Earlier this week conservative Washington Post columnist George Will posed 16 skeptical questions to proponents of a no-fly zone over Libya (whose ranks now include former president Bill Clinton). Among Will's queries:
* Presumably we would coordinate aid with the leaders of the anti-Gaddafi forces. Who are they?
* Libya is a tribal society. What concerning our Iraq and Afghanistan experiences justifies confidence that we understand Libyan dynamics? [...]
* The Egyptian crowds watched and learned from the Tunisian crowds. But the Libyan government watched and learned from the fate of the Tunisian and Egyptian governments. It has decided to fight. Would not U.S. intervention in Libya encourage other restive peoples to expect U.S. military assistance?
In response, do-something conservative David Frum, who as I write this is arguing about regulation and limited-government hyperbole on Twitter, posed nine questions of his own. They include:
* If Muammar Qaddafi violently suppresses the Libya uprising while America stands by, will Arab and Muslim opinion really believe that we were "neutral"? Or will they believe that we tacitly support Qaddafi – as they believed through the 1990s that we tacitly supported Saddam Hussein? [...]
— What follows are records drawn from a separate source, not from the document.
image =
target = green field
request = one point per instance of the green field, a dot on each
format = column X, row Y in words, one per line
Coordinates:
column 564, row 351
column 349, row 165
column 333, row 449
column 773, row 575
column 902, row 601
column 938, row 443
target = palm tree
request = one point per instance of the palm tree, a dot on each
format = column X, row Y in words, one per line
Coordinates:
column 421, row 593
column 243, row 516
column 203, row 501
* Iran crushed its uprising in 2009, with impunity. Hezbollah has seized power in Beirut. Hamas holds Gaza. The Muslim Brotherhood is rising in Egypt. Who looks like the ascendant power in the Middle East today? Iran or the United States? [...]
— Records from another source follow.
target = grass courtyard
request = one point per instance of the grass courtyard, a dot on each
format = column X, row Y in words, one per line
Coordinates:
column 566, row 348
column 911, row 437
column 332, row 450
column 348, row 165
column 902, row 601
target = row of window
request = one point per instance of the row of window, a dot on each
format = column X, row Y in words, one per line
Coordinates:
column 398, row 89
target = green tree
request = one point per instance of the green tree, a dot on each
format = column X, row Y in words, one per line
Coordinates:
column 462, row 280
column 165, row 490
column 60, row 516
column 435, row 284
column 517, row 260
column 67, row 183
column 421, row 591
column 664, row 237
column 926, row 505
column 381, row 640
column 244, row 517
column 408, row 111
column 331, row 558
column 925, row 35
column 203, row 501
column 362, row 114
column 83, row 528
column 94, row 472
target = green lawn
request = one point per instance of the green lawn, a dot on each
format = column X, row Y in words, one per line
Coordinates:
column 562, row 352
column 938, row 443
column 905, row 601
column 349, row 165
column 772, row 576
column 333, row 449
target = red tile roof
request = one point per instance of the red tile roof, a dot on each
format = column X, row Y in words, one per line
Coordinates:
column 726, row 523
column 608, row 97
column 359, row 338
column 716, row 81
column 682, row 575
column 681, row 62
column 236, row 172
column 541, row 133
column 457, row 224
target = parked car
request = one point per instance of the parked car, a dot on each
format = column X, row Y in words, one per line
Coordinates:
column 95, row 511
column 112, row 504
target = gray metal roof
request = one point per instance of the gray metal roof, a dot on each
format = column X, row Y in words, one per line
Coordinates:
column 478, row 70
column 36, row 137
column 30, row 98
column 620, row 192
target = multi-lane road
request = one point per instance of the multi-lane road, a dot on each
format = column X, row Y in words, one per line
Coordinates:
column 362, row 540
* If you are the president of Venezuela and you lose an election, how will you react when President Obama tells you that you "must" honor the election results?
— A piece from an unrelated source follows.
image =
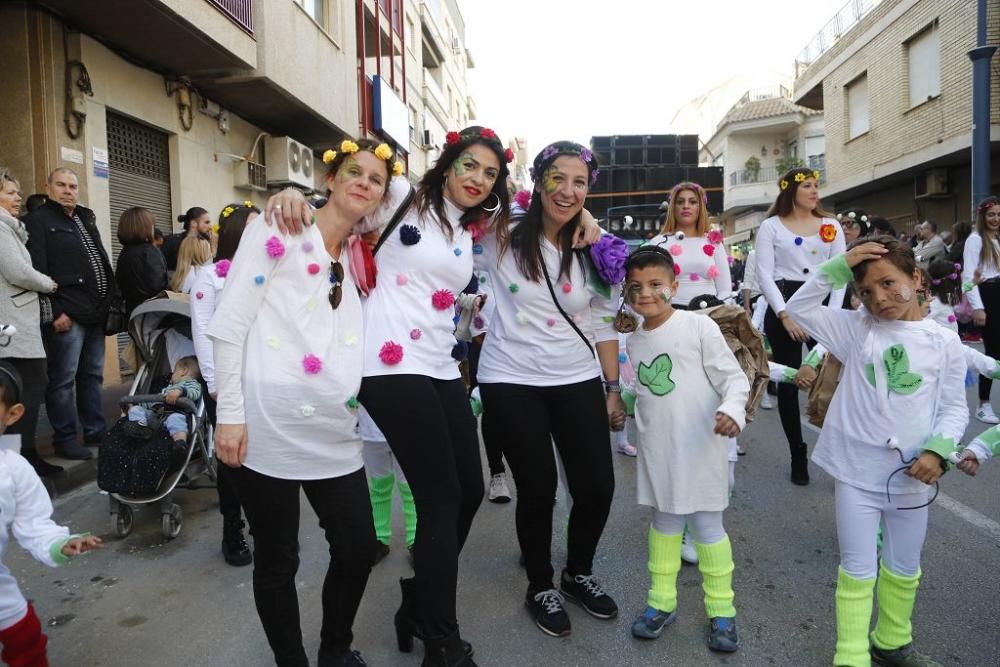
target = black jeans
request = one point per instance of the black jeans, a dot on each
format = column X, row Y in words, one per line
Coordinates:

The exchange, I think, is a revealing snapshot of both where conservatism (and America) has been, and where both are destined to go. It is my contention that we cannot literally afford a conception of U.S. foriegn policy, with the miliary might to back it up, that considers warmaking on a sovereign country that hasn't invaded another to be a prerequisite for maintaining credibility in the eyes of the next dictator who cancels elections. It's going to take a long and certainly messy period of unclenching to get used to the idea that Washington isn't omnipotent.